Pour comprendre l’état de relation il faut être passivement lucide, ce qui ne détruit pas la relation, mais au contraire la rend plus vitale, plus valable, parce qu’elle peut alors donner lieu à une réelle affection. Cette chaleur, cette communion, ne sont ni sentiment ni sensation. Si nous pouvions considérer ainsi et vivre ainsi nos relations dans tous nos mondes, nos problèmes seraient vite résolus, le problème des possessions, par exemple, parce que nous sommes ce que nous possédons. L’homme qui possède de l’argent « est » cet argent. Celui qui s’identifie à une propriété « est » cette propriété, cette maison, ces meubles. Et cela est vrai aussi de nos rapports avec les idées et les personnes: là où existe un sens possessif il n’y a pas de relations. En général nous avons des possessions parce qu’en dehors d’elles nous n’avons rien: nous sommes des coques vides, si nous ne possédons pas. Nous remplissons nos vies de meubles, de musique, de connaissances, de ceci ou cela. Et cette coque fait beaucoup de bruit, et ce bruit nous l’appelons vivre, et avec cela nous sommes satisfaits.
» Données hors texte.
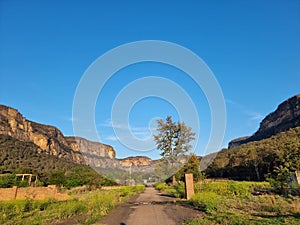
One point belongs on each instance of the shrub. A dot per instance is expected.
(207, 201)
Lorsque se produit une rupture violente, nous tombons dans l’affliction parce que nous nous découvrons tels que nous sommes, des coques vides qui n’ont pas beaucoup de sens. Être conscient de tout le contenu des relations c’est agir. Et cette action donne lieu à des relations vraies, à une possibilité de découvrir leur grande profondeur et leur grande importance, et aussi de savoir ce qu’est l’amour.